En medio de la crisis de despoblación que atraviesan muchas regiones rurales de Italia, algunos pequeños pueblos encontraron una estrategia tan inesperada como efectiva para atraer visitantes: permitir que turistas de cualquier parte del mundo “adopten” olivos centenarios. A cambio de una cuota anual, los viajeros reciben aceite producido por su árbol, certificados simbólicos y hasta la posibilidad de visitarlo personalmente durante las cosechas.
Uno de los casos más conocidos ocurre en la localidad de Oliete, en la región española de Teruel, cuya iniciativa comenzó a inspirar proyectos similares en distintos pueblos italianos dedicados a rescatar olivares históricos abandonados. La idea combina turismo rural, sostenibilidad y una fuerte carga emocional: quienes participan sienten que forman parte de la preservación de un patrimonio vivo con siglos de historia.
En regiones italianas como Apulia, donde existen olivos de más de mil años, algunas comunidades rurales comenzaron a ofrecer experiencias turísticas ligadas al cuidado de estos árboles ancestrales. Los visitantes recorren campos históricos, participan de cosechas tradicionales, aprenden sobre producción de aceite artesanal y comparten comidas típicas con familias locales.
El fenómeno se volvió especialmente atractivo para viajeros urbanos que buscan desconectarse de las grandes ciudades y vivir experiencias más auténticas. Muchos incluso regresan año tras año para seguir la evolución “de su” olivo, convirtiendo el vínculo turístico en algo casi afectivo.

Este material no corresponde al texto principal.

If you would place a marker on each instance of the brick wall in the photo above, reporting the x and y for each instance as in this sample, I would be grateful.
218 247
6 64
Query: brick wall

El pueblo italiano que paga por adoptar un olivo centenario
Además del impacto turístico, la iniciativa ayuda a combatir uno de los mayores problemas de los pueblos europeos: el abandono rural. En varias localidades, la recuperación de olivares permitió generar empleo, mantener escuelas abiertas y atraer nuevos habitantes interesados en proyectos agrícolas y turísticos.
Especialistas en turismo sostenible consideran que este tipo de propuestas representan una nueva tendencia mundial: viajes donde la experiencia no pasa solamente por consumir un destino, sino por involucrarse activamente en su conservación.
En tiempos donde muchos turistas buscan historias únicas para contar, adoptar un olivo centenario se transformó en mucho más que una actividad rural: es una forma de sentirse parte de un paisaje, una tradición y una comunidad que intenta sobrevivir al paso del tiempo.